Anyways! Second of all, there’s been some academic debate over the connection of A Happy Death and The Stranger. The former was written 1936-1938. The Stranger finally came out in 1942. In that time he also wrote Myth Of Sisyphus, which, if Albert is anything like most people, probably took a lot longer to write and involved a lot more thought than either of the novels.

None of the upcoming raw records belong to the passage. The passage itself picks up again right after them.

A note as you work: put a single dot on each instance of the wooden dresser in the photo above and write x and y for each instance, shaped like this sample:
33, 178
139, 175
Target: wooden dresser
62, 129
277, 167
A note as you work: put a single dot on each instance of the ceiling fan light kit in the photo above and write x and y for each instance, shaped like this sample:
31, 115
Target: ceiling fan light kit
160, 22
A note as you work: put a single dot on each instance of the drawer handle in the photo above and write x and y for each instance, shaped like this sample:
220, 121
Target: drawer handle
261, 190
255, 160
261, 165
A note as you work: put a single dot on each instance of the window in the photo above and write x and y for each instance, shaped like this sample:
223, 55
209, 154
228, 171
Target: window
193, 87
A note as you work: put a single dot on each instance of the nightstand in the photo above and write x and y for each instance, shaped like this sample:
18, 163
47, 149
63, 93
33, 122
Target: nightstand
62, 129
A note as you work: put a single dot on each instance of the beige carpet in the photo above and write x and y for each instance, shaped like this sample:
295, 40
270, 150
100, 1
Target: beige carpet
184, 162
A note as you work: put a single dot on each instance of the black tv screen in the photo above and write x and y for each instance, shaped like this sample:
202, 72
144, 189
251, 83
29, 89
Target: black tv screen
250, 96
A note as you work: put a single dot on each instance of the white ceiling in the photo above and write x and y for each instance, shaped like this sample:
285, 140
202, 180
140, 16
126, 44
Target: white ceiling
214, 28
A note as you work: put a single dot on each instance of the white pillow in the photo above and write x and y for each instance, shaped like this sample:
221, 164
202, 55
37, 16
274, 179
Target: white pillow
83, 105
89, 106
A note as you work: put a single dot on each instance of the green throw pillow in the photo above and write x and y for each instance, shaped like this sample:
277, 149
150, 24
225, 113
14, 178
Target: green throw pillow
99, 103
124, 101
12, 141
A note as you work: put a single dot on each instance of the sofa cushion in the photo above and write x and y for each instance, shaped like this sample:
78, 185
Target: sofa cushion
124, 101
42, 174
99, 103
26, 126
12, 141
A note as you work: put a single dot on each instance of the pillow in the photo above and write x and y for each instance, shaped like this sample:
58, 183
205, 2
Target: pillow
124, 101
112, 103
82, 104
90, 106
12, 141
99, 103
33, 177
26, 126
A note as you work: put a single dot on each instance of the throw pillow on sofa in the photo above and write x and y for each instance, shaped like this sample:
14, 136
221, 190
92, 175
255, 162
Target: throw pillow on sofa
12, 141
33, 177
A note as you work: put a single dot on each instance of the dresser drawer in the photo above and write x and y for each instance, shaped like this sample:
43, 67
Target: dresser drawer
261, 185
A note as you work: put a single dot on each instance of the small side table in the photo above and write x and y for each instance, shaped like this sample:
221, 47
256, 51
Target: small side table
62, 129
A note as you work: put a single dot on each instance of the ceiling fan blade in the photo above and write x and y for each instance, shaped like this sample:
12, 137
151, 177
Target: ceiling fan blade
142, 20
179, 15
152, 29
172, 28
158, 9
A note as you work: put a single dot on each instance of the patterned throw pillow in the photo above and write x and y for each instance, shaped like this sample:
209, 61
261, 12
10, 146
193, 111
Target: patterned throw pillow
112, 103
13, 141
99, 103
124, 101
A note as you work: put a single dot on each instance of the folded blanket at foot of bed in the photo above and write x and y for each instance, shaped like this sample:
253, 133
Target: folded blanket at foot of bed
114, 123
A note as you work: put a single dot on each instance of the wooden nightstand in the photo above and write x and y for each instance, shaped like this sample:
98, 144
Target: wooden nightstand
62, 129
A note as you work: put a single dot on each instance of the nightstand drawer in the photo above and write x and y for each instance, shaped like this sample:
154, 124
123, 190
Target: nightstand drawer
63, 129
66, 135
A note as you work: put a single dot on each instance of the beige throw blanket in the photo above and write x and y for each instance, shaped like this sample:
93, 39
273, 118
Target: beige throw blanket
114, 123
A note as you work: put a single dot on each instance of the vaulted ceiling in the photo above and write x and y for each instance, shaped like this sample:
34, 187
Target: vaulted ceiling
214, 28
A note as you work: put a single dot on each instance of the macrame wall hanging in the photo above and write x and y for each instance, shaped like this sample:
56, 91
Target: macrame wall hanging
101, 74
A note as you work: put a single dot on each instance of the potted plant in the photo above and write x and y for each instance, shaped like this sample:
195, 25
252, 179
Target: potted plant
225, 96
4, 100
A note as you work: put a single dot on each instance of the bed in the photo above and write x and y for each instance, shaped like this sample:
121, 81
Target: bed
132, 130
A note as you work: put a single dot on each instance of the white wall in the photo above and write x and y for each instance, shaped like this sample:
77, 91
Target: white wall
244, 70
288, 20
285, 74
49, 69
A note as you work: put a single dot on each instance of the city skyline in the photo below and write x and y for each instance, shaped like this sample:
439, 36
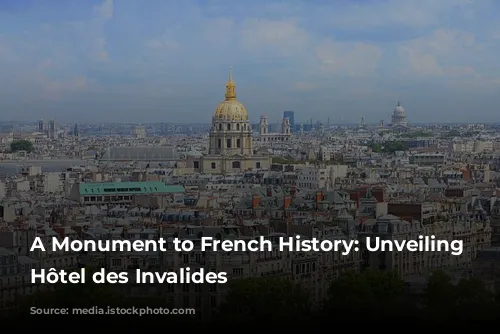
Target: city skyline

But anyway, that time frame is a long one – four years. A lot happens in four years. Story time: I was talking to someone who will not be named, but relevantly was ate the age of 48. I said I had known someone “a long time.” He asked me to be specific. “A year and a half,” I said. My friend scoffed – this was no time at all. But this is for a 48 year old. Camus was 23 when he started writing A Happy Death (a great age for a first novel, if I do say so myself), and 29 when it was finally published.
When you’re 48 (apparently?) some things slow, you ease into a certain disposition / mindset / way of thinking / way of living, and so “a long time, AKA a year and a half” turns into something closer to five years. A lot happens in a year and a half when you’re in your 20s if you’re living right – and Yes, that is a value judgment I have just made. When you’re in your mid-20s, and you’re living, and maybe traveling, or moving; working, and interacting with people externally as well as yourself internally, and absorbing, and thinking – then a lot can happen in a week, much less a month, much less a year. And of course, 48 year olds can do all these things quite easily (especially the one in question!), but the passage of time (or perception of it) changes the older you get. To not be agist or make a value judgment on something I don’t actually know what I’m talking about, I’ve heard it argue that it’s biological. So.
This leads me to wonder how much A Happy Death and The Stranger are really connected. The philosophy is different, and interestingly, changes from Death’s pro-life to Stranger’s pro-death-which-is-pro-life. This is the obvious difference, it’s the main argument in the academic sphere of how little they’re connected. And it leads me to wonder what happened in those years between the two. I’m sure further clues are in The Myth Of Sisyphus and some asshole academic’s secondhand literature. But life’s too short – I’ll save the secondhand material for when my life isn’t changing every other day.
With it being said that I’d imagine the novels are different, I guess I should say that I’m a little surprised. Because that much time had passed – all inside of Camus mid-late 20s – and Camus was still knitting the ideas of one thing with the ideas of another (see first paragraph for specifics). I suppose it makes sense that both Mersaults lead a laconic sort of life (not mentally, but physically… and attitudinally). Perhaps Camus rested easy on his laurels in his 20s? Before Combat and the Brown Shirts, of course.